Section 669.2(3) of the Criminal Code sets out what should happen if a judge cannot continue a trial but has not yet rendered a verdict. In this case, a new trial was started before another judge. At the new trial in 2017, the parties agreed to file the original transcript of C.D’s testimony so that she would not have to testify again. The new judge also heard testimony from the other complainants and found J.D. guilty on nine counts of sexual offences.
J.D. appealed to Quebec’s Court of Appeal, which ordered a new trial on the counts concerning his two children. The court said the trial judge should have conducted a two-part test before permitting C.D.’s initial testimony to be filed as evidence at the new trial. The judges said the test would have ensured that the accused truly agreed with the decision to file the testimony and that the filing would not affect the fairness of the trial. The Crown then appealed to the Supreme Court of Canada.
The Supreme Court has sided with the Crown.
A transcript of witness testimony given at a first trial can be filed as evidence in a second trial if the parties agree.
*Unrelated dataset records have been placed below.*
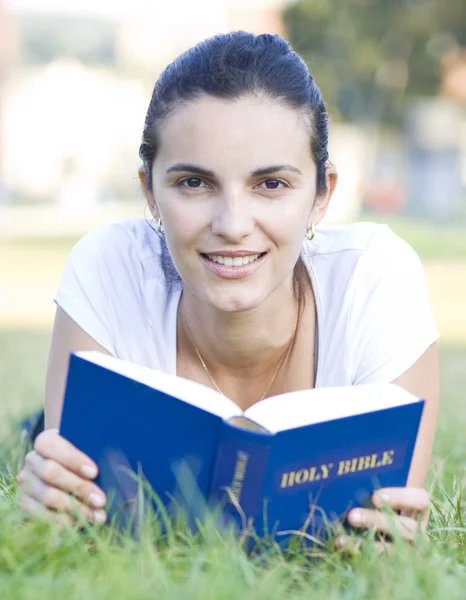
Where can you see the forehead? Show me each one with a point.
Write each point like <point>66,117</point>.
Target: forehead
<point>235,134</point>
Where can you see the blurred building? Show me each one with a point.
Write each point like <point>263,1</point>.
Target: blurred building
<point>150,38</point>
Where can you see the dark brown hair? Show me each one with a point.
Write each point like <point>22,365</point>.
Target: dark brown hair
<point>229,66</point>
Writing for a unanimous Court, Justice Suzanne Côté said the law does not require the new judge to conduct a test before allowing a transcript of witness testimony given at a first trial to be filed as evidence at a second trial, if the parties agree.
Justice Côté said section 669.2(3) of the Criminal Code is clear. Where a trial is by judge alone, the new judge must begin the trial again as if no evidence had been taken, and cannot require the parties to file evidence from the first trial. Instead, both the prosecution and the defence can present their evidence as they see fit. For example, they may choose, as they did in this case, to file a transcript of previous testimony. This is a strategic decision like choosing to cross-examine a witness, and the judge should not intervene. “All that is needed is that the transcript be duly filed and that the parties consent to it being filed”, Justice Côté wrote.
In this case, the new judge did not require the parties to file the transcript from the first trial. Rather, the parties agreed between themselves to file it. There was no reason for the judge to question the accused’s consent in this regard. As a result, the second trial was fair.
Cases in Brief are prepared by communications staff of the Supreme Court of Canada to help the public better understand Court decisions. They do not form part of the Court’s reasons for judgment and are not for use in legal proceedings.